Protamine Reverses Slowed Gating of the 334R Substituted Channel

The presence or absence of long-range electrostatic interactions, between the positive-charged arginine side chain at 334 and either anionic lipids at the cytoplasmic leaflet of the membrane or negative-charged side chains of Kir6.2, might determine whether 334R mutants exhibit slowed or speeded gating from the burst. We reasoned that the same interactions between the COOH-terminal arginines and membrane anionic lipids that prolong the active burst state of Kir channel activity in general (Hilgemann and Ball, 1996; Fan and Makielski, 1997; Baukrowitz et al., 1998; Shyng and Nichols, 1998; Fan and Makielski 1999; Lopes et al., 2002; Rohacs et al., 2003; Du et al., 2004) might be involved in the prolongation of the burst in the mutant channels. We might be able to use protamine, a polycationic peptide comprised of mostly arginine residues, to screen out the electrostatic interactions accounting for the slowed gating in the mutant channels.
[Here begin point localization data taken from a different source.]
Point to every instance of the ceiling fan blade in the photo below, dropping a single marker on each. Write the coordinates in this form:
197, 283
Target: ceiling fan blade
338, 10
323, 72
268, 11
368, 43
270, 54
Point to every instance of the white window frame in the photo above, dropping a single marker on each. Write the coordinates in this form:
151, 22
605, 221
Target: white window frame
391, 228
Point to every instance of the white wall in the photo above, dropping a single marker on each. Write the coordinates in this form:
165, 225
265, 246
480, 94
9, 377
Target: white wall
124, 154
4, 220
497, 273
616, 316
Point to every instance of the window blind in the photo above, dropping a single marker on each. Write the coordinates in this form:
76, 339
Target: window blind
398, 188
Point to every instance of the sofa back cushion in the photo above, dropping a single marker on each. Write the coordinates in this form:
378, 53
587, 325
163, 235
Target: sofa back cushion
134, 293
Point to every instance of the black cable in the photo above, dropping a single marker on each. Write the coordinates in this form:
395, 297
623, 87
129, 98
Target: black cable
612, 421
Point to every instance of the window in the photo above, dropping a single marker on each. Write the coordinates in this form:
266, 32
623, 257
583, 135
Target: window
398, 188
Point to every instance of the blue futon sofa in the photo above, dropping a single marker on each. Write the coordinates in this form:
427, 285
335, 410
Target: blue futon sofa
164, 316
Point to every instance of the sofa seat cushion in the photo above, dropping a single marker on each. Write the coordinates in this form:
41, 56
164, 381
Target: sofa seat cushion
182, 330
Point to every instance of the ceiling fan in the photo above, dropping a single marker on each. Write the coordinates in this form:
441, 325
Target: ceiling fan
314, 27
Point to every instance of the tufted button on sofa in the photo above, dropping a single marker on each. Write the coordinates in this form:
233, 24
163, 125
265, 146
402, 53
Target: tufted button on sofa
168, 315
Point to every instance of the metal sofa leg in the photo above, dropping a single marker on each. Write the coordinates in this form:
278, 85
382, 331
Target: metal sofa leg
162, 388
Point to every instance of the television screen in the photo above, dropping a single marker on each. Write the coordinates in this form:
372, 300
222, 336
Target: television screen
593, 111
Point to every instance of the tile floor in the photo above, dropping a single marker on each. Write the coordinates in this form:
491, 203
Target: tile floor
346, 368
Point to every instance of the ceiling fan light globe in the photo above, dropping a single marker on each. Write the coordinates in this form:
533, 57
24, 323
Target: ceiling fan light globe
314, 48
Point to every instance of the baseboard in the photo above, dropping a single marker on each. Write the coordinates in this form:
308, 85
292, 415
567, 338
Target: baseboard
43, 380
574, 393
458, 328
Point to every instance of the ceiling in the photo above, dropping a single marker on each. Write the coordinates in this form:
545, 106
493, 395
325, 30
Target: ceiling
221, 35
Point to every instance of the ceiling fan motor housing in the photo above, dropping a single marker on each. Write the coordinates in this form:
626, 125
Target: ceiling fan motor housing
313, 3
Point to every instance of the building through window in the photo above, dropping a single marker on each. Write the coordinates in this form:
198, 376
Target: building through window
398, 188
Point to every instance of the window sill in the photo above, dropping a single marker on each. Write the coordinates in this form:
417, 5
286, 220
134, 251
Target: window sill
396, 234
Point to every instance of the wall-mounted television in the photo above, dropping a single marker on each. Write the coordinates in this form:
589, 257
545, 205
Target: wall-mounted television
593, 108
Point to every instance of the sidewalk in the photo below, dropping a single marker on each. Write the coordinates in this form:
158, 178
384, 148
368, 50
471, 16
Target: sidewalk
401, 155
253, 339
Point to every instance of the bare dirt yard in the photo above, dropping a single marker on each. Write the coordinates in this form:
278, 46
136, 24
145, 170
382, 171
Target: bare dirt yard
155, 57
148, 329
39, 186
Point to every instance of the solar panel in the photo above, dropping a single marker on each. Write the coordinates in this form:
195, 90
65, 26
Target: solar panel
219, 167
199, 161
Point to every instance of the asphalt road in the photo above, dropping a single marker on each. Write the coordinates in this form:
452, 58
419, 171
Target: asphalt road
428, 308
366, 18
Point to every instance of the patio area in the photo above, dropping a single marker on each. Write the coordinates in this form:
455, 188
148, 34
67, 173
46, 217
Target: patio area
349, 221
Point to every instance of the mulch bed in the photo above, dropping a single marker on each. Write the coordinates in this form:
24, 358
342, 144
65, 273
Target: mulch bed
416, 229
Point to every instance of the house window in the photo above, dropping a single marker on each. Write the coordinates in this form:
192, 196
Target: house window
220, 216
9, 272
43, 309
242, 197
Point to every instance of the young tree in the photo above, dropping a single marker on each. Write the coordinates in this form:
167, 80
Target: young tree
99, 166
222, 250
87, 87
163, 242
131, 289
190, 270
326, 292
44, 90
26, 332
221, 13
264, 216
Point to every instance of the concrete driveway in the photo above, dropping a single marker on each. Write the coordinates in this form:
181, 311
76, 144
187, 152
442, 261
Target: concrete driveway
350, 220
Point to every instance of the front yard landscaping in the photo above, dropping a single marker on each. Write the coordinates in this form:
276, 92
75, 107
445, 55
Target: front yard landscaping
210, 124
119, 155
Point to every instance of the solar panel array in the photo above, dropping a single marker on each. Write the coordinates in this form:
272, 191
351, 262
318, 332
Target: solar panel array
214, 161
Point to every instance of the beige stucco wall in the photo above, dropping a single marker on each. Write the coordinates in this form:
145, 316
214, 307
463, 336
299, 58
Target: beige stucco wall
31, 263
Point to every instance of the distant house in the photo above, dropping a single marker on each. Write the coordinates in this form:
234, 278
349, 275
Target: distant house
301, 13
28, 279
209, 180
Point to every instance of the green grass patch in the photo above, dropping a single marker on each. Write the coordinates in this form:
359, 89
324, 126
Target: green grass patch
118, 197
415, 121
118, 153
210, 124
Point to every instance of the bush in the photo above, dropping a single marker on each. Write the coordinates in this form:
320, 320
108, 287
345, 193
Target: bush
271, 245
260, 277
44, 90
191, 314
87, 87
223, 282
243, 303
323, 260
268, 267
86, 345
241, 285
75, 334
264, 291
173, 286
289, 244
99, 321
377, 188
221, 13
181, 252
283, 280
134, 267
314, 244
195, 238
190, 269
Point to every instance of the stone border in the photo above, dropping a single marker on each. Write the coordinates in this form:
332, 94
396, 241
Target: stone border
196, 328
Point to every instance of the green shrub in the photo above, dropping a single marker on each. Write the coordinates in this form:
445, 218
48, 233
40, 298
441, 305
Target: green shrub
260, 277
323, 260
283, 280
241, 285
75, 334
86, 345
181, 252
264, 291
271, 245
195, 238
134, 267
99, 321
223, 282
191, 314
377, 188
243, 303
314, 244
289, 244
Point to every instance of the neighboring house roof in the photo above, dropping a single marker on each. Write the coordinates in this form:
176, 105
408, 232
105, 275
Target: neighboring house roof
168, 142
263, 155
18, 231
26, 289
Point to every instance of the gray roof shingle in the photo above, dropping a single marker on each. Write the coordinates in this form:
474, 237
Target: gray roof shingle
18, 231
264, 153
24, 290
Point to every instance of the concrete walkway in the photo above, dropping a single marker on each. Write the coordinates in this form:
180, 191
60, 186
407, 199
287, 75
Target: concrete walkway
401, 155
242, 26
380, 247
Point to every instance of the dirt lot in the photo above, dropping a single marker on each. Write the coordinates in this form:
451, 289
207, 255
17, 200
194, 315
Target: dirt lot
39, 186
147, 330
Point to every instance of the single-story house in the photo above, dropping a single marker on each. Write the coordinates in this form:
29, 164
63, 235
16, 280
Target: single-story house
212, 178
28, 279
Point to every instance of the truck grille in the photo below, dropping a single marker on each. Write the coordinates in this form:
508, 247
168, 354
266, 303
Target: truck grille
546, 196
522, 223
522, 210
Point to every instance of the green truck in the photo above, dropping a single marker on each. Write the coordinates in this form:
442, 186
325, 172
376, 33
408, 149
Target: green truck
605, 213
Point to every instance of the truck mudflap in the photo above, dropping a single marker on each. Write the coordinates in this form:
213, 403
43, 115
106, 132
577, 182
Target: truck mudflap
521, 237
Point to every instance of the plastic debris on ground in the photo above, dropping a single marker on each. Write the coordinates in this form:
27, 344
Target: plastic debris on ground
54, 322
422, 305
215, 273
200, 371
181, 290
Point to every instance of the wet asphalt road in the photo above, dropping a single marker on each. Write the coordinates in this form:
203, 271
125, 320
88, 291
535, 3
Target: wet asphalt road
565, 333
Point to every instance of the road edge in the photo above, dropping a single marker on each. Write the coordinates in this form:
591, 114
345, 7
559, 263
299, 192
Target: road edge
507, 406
Fig. 7 shows a representative effect of 50 μM protamine on the slowed gating of a 334R channel. In all 12 patches with 334R channels exhibiting the slow burst exit gating studied, 50 μM protamine appeared to fully restore the fast gating from the burst. Washing out the protamine by superfusion reversed the protamine effect completely in four and partially in eight of the patches studied. Quantitative analysis demonstrates that the effect of 50 μM protamine is to completely restore the fast gating rate. Dwell time analysis showed that mean burst times changed from 80.3 ± 10.7 to 2.6 ± 1.8 ms and mean open times from 1.9 ± 0.2 ms to 1.1 ± 0.2 ms (n = 5). The post-protamine burst and open time durations are each indistinguishable from those of Kir6.2ΔC26 channels. These results indicate that polycationic protamine can fully prevent the interactions required for arginine at position 334 to slow gating from the burst.

Figure 7.

Figure 7.

Slow burst exit gating caused by the 334R substitution can be speeded by large polycation protamines applied to the cytoplasmic face. (A) Single-channel currents showing the slow burst exit gating (long bursts of openings) before and after bath application of 50 μM protamine to the inside-out patch. Although requiring extensive washing the protamine effect can be washed out completely. Mean burst duration analysis of slowed gating in the 334R channel before (B) and after (D) the protamine effect. On average the protamine decreased mean burst times from 80.3 ± 10.7 to 2.6 ± 1.8 ms. Mean open duration analysis of the slowed gating in the 334R channel before (C) and after (E) the protamine effect. On average the protamine decreased mean open times from 1.9 ± 0.2 ms to 1.1 ± 0.2 ms (n = 5).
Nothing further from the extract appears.